Ils s'encourageaient et se consolaient l'un l'autre. Ils se rapportaient tant d'exemples de courage et. d'abnégation dont ils avaient été les témoins! Ils avaient suivi l'armée dans toutes les étapes de sa voie douloureuse et ils venaient de retrouver l'un, ses blessés de Sedan, l'autre ses affamés de la Loire, accourant avec leurs capotes en lambeaux et leurs fusils rouillés, prêts à de nouveaux sacrifices pour la patrie. Ils avaient vu se dégager de la conscience du peuple de nos provinces un sentiment simple et vrai des nécessités sociales, et cela leur faisait oublier tant de discordes misérables, de prétentions égoïstes et de sophismes impertinents.

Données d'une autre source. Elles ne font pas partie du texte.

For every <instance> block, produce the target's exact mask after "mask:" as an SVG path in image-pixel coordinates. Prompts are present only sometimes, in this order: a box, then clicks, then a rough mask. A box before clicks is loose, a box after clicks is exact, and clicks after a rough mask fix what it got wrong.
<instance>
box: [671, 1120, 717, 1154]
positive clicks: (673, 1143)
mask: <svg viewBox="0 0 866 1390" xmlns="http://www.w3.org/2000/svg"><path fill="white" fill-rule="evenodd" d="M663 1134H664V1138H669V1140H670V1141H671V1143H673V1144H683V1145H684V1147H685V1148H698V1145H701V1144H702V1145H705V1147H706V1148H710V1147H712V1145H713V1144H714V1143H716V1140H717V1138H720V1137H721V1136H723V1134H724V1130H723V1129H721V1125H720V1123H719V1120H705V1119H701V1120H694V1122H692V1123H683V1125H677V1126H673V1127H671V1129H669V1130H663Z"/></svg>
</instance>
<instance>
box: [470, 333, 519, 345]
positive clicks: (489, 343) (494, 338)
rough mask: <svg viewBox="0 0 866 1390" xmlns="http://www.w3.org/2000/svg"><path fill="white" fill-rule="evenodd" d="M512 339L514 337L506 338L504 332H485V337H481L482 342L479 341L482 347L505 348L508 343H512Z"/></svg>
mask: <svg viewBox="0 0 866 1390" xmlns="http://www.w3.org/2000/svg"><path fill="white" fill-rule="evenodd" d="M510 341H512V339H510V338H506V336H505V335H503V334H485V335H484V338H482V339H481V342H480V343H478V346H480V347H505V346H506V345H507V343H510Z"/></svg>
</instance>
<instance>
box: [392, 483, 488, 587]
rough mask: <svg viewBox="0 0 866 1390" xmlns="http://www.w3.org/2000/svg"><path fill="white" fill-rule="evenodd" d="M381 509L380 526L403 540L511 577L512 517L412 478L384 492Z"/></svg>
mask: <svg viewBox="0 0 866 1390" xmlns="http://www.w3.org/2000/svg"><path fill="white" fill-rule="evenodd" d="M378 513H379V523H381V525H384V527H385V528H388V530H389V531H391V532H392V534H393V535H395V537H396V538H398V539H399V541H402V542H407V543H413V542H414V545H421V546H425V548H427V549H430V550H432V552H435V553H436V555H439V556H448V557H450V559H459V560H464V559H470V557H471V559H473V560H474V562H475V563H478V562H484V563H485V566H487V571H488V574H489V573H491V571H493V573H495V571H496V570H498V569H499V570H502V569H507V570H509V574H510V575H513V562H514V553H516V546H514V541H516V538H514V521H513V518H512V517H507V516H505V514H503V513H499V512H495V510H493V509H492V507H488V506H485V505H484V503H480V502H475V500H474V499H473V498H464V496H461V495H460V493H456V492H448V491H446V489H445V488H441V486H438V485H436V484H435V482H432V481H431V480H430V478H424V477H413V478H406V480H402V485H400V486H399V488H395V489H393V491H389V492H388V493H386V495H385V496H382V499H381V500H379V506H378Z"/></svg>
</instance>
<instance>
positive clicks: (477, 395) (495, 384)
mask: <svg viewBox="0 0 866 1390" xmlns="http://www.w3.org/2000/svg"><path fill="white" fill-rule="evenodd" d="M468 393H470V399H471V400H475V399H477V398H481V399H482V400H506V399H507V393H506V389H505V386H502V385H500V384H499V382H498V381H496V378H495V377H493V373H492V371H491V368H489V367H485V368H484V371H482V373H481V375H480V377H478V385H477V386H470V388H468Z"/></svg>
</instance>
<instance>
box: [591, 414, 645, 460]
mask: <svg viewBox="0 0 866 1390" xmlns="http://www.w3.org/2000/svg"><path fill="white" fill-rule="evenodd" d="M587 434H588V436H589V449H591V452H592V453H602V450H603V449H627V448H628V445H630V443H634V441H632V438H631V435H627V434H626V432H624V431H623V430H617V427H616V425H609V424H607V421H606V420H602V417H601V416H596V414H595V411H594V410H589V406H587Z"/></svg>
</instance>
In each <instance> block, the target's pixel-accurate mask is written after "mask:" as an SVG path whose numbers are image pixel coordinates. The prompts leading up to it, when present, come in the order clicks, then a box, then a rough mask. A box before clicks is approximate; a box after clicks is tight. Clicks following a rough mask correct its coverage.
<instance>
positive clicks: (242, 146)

Tous, enfin, étaient d'accord sur le remède le travail à tous les degrés et l'exemple surtout, seule morale efficace, seule discipline profitable aux nations.

<< Que les classes qui s'intitulent dirigeantes dirigent, que les classes qui se prétendent instruites s'instruisent, que ceux qui parlent de science deviennent savants, que ceux qui se parent du titre de travailleurs travaillent, que ceux qui se plaignent des convoitises d'en bas cessent de convoiter audessus d'eux, que ceux qui veulent une religion pour le peuple la pratiquent, que ceux qui veulent un peuple moral, patient, résigné, sans passions, sans vices, soient eux-mêmes vertueux, respectueux, sans caprice, sans préjugés et sans vanité.

La liberté, pour être bienfaisante, ne doit être que le pouvoir de mieux faire. Nos guerres sociales ne sont que le résultat de notre impuissance à nous.